FIGURE 2-4 Stereoisomers. Many molecules in cells contain at least one asymmetric carbon atom. The tetrahedral orientation of bonds formed by an asymmetric carbon atom can be arranged in three-dimensional space in two different ways, producing molecules that are mirror images, or stereoisomers, of each other. Shown here is the common structure of an amino acid, with its central asymmetric carbon and four attached groups, including the R group, discussed in Section 2.2. Amino acids can exist in two mirror-image forms, designated L and D. Although the chemical properties of such stereoisomers are identical, their biological activities are distinct. Only L amino acids are found in proteins.
Some drugs are mixtures of the stereoisomers of small molecules in which only one stereoisomer has the biological activity of interest. The use of a pure single stereoisomer of the chemical in place of the mixture may result in a more potent drug with reduced side effects. For example, one stereoisomer of the antidepressant drug citalopram (Celexa) is 170 times more potent than the other. Some stereoisomers have very different activities. Darvon is a pain reliever, whereas its stereoisomer, Novrad (Darvon spelled backward), is a cough suppressant. One stereoisomer of ketamine is an anesthetic, whereas the other causes hallucinations.

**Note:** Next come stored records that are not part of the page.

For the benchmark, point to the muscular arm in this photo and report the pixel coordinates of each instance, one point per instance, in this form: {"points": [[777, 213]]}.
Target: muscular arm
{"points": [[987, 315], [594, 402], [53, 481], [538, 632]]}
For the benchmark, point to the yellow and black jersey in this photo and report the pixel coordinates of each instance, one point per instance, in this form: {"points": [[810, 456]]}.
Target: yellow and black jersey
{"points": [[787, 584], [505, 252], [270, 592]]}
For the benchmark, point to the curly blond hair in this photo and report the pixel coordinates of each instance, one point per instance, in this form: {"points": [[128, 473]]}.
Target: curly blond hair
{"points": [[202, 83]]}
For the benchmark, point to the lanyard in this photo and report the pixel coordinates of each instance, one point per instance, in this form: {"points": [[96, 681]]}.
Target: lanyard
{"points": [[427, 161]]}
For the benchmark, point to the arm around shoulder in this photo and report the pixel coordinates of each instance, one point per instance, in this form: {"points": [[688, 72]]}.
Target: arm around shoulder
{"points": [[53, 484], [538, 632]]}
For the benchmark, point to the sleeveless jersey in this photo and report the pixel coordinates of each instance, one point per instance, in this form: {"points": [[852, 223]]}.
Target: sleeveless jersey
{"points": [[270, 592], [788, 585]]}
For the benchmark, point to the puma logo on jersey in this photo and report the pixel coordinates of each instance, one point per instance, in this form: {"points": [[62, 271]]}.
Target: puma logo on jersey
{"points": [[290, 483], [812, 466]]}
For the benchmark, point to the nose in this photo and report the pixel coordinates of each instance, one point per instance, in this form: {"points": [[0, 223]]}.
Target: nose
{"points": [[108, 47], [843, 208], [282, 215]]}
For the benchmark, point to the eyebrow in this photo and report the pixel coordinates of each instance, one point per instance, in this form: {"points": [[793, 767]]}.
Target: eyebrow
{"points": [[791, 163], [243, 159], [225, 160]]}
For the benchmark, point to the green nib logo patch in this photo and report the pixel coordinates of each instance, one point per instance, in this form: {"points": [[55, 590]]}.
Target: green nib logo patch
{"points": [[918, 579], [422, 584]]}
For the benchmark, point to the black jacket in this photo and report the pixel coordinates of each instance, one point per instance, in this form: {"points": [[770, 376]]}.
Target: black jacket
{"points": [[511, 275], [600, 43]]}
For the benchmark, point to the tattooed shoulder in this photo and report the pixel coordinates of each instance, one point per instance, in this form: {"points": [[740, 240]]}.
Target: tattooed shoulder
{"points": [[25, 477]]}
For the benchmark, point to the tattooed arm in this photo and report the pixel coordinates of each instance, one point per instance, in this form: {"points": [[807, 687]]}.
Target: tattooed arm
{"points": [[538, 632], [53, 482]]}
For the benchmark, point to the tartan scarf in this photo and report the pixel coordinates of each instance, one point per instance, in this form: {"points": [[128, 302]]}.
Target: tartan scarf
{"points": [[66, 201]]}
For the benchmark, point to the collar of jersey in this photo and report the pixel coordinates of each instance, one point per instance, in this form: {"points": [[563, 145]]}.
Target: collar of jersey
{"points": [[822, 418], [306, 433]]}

The typical numbers of covalent bonds formed by other atoms common in biomolecules are shown in Table 2-1. A hydrogen atom forms only one covalent bond. An atom of oxygen usually forms only two covalent bonds but has two additional pairs of electrons that can participate in noncovalent interactions. Sulfur forms two covalent bonds in hydrogen sulfide (H2S) but can accommodate six covalent bonds, as in sulfuric acid (H2SO4) and its sulfate derivatives. Nitrogen and phosphorus each have five electrons to share. In ammonia (NH3), the nitrogen atom forms three covalent bonds; the pair of electrons around the atom not involved in a covalent bond can take part in noncovalent interactions. In the ammonium ion (NH4+), nitrogen forms four covalent bonds, which have a tetrahedral geometry. Phosphorus commonly forms five covalent bonds, as in phosphoric acid (H3PO4) and its phosphate derivatives, which form the backbone of nucleic acids. Phosphate groups covalently attached to proteins play a key role in regulating the activity of many proteins, and the central molecule in cellular energetics, ATP, contains three phosphate groups (see Section 2.4). A summary of common covalent linkages and functional groups, which confer distinctive chemical properties on the molecules of which they are a part, is provided in Table 2-2.